Adoption is not a man-made idea, it is a creation of God to be used for redemption. Christ redeemed us from an ugly situation and God adopted us into his family.  But while we know this, we often don't believe it.  How often do we listen to the lies being whispered inside our heads?  The lies that say no one could love us... that we have no worth... that we will never be good enough... that God doesn't really want what is best for us... that God is just out to get us, otherwise He would give us anything we want.  The lies that say if we were just in a different situation... or if we had a little more money... or if we were more popular... or better looking.... or if we had been raised in a different place, home, way... then, our life would be better.  How often do we believe these lies instead of the truth?

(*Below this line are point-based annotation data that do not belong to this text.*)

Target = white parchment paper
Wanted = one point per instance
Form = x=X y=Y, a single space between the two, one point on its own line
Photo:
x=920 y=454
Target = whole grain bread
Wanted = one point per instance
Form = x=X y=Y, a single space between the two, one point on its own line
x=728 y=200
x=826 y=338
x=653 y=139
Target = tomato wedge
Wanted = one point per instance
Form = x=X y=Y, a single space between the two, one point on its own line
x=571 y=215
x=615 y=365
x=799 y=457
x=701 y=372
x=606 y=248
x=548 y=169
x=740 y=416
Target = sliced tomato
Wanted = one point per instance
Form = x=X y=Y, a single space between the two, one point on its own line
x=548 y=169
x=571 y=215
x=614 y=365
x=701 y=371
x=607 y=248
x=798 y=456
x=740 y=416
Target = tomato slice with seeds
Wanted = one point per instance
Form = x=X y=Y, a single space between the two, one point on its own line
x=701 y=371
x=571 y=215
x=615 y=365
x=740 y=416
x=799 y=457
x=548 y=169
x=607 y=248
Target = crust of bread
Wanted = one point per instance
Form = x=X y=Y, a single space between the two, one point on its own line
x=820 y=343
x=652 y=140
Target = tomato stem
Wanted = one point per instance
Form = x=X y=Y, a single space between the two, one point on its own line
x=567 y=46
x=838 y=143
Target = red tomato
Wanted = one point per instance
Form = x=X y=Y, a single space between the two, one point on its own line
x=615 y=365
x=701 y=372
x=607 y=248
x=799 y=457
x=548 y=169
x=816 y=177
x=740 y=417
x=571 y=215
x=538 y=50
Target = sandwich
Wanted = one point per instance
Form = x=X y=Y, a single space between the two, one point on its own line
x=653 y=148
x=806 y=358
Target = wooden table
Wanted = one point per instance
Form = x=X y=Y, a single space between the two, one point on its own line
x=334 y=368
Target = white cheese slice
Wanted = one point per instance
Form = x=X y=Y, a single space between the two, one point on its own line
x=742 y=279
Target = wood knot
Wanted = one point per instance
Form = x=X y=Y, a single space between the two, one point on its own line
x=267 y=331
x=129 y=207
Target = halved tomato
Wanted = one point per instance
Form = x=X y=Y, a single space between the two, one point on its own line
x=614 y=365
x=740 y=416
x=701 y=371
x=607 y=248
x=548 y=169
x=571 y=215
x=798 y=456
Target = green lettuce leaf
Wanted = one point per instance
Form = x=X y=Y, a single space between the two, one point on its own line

This is what I have to remember as I listen to my son spew out his pain and hurt at me.  That this is often what I do with God.  Does God give up on me or punish me for what I am feeling?  No.  And so I am comforted and take His cue in dealing with my hurting child.  This is not the end, it is the beginning.  Because if these things are no longer hidden, they lose their power.   We can speak the truth to our son and tell him he is valuable and loved and cherished.  That we love him.  Always.  And that God loves him even more.

We have no need to fear.

1 comment:

Shonya said...

Amen! I agree, in a perfect world, there would be no need for adoption. But since we don't live in a perfect world, I can appreciate the lessons we learn about our relationship with the Lord through the earthly manifestation of OUR adoption. Have you read Adopted for Life? It's outstanding! Must read for every christian imo.